Cioppino? Recipe? Yum!


----------



## Two Knots (Nov 12, 2011)

Yes, it was very good, The head knot loved it. I wanted to make it French style,
but he wanted it Italian style.


----------



## Nik333 (Mar 1, 2015)

Do you mean Cioppino vs Bouillabasse? Or something else?
Hard to spell!

I don't like fennel.


----------



## Two Knots (Nov 12, 2011)

My dish is closer to Bouillabaisse…Usually Bouillabaisse has at least three kinds of fish in it with a spicy sauce. I put in mussels, shrimp and calamari in mine...Sometimes I also add clams.
I put hot pepper flakes in the sauce to spice it up…and put an Italian twist to it by serving it over linguini. I also has a little garlic bread so that the head guy could mop up the sauce with the bread.
He was happy, happy…I have half left over for a couple of lunches him. BTW…when I said French style, I mean that I also make it French Style ( no tomatoes) just white wine and some chicken broth,
and spices

I just pulled this pic off the net.


----------



## Bud9051 (Nov 11, 2015)

I occasionally treat myself to a Maine lobster but at current price of $19 a pound (small ones) they are off my menu. Your dish looks like a great substitute, although maynnot be a lot cheaper, everything has gone up.
Love it.
Bud


----------



## Two Knots (Nov 12, 2011)

Bud, I paid 5.99 for 2 lbs of mussels, About 1/2 lb shrimp 3.00 and 1/2 lb of calamari 3.00…Total cost 12.00
This bowl full serves 4 people, ( with a half pound of linguini) 
I have half left over.


----------



## ktownskier (Aug 22, 2018)

Nik333 said:


> Was it as good as it looks? What did the head knot think? 🦐
> 
> Cioppino? Recipe? Yum!


I agree Nikki, it does look a bit like Cioppino. 

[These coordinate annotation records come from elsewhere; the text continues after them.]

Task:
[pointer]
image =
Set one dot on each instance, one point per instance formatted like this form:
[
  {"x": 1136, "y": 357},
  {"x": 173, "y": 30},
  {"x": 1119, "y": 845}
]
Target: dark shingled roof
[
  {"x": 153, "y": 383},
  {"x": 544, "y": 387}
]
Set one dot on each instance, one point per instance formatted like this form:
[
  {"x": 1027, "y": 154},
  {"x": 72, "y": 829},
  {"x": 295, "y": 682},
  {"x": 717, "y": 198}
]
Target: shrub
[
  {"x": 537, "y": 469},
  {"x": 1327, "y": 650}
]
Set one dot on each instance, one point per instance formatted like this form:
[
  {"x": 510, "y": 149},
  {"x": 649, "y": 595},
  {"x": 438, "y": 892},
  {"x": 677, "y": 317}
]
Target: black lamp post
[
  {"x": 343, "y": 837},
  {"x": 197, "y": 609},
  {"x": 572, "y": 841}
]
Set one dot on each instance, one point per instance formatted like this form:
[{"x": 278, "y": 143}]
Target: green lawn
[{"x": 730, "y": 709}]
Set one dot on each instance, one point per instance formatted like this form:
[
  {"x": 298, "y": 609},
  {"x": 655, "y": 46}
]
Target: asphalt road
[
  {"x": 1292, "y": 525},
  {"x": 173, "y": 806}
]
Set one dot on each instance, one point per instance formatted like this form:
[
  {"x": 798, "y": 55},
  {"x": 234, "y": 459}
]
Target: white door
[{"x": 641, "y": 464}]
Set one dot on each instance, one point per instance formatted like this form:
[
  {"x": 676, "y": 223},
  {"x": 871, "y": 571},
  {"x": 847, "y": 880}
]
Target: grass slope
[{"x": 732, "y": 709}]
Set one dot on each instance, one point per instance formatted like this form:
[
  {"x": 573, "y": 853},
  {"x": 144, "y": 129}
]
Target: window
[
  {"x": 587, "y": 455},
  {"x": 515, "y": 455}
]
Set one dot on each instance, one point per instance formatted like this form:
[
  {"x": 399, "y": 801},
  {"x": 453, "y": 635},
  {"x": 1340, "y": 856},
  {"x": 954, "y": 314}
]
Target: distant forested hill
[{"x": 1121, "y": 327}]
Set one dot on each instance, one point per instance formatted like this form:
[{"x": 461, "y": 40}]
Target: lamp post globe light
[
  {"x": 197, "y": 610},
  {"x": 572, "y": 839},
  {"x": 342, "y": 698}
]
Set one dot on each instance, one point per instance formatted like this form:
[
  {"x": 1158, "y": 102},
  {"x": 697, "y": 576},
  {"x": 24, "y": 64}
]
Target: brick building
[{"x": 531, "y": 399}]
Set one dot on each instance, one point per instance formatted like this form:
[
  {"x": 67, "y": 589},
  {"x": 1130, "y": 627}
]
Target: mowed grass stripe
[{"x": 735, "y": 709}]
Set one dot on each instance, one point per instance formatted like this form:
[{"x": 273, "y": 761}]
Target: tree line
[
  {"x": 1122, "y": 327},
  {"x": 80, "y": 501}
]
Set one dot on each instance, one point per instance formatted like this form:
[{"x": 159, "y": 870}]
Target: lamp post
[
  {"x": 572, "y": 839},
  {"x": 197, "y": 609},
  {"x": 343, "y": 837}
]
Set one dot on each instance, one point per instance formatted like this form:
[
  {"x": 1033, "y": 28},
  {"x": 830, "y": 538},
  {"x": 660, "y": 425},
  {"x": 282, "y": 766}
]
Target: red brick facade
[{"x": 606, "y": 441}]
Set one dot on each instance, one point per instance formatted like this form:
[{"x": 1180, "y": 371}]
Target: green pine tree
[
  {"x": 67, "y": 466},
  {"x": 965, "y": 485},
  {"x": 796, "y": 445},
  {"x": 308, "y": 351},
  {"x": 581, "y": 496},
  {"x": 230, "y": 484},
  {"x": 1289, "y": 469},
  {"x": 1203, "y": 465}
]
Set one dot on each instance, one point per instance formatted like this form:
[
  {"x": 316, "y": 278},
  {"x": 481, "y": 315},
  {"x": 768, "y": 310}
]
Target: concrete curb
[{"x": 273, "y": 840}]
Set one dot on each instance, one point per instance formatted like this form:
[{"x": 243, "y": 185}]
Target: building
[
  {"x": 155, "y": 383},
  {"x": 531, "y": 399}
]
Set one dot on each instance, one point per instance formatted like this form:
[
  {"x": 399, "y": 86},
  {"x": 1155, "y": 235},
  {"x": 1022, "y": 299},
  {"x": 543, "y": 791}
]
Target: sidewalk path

I have made that a couple of times. One in San Bernardino when we were visiting my now ex-wife's relatives there. I loved it there!! The sea food was SOOO fresh. I had never made it before but thanks to that interwebby thing, I found a good recipe and everyone raved. I made it again back in MN not quite so good but everyone else liked it. I saw some at Costco and I picked up and tried it. Never again...

Joan, your French/Italian Seafood stew looks good as well. Except for the squigly thing at the top.


----------



## Nik333 (Mar 1, 2015)

ktownskier said:


> I agree Nikki, it does look a bit like Cioppino.
> 
> I have made that a couple of times. One in San Bernardino when we were visiting my now ex-wife's relatives there. I loved it there!! The sea food was SOOO fresh. I had never made it before but thanks to that interwebby thing, I found a good recipe and everyone raved. I made it again back in MN not quite so good but everyone else liked it. I saw some at Costco and I picked up and tried it. Never again...
> 
> Joan, your French/Italian Seafood stew looks good as well. Except for the squigly thing at the top.


Actually, I was trying to get her to make Cioppino. also.
You'd love Hawaii and the fresh fish! My sister's husband ran blue water fishing trips. Now her son does.


----------



## jimn (Nov 13, 2010)

Looks good. I often make seafood stews and soups with all kinds of fish and shell fish. But, Bouillabaisse they are not. That is a French Mediterranean dish that does not include shellfish (although may occasionally contain mussels). It is a recipe of deeply flavored fish stock (sorry, no chicken stock) and mix of gelatinous fin fish (halibut, winter flounder) and some flaky fish like hake, Pollock, cod etc. Yes there can be some tomato in the stock . And of course it is served with classic crouton and rouille at the bottom of the bowl. But as I said, I don't care what you call these types of seafood stews and soups , they can be and often are very good, and yours looks like it qualifies. But don't get me started on clam chowder. There are true abominations that category.


----------



## Two Knots (Nov 12, 2011)

I think my dish is Cioppino according to what I’m reading.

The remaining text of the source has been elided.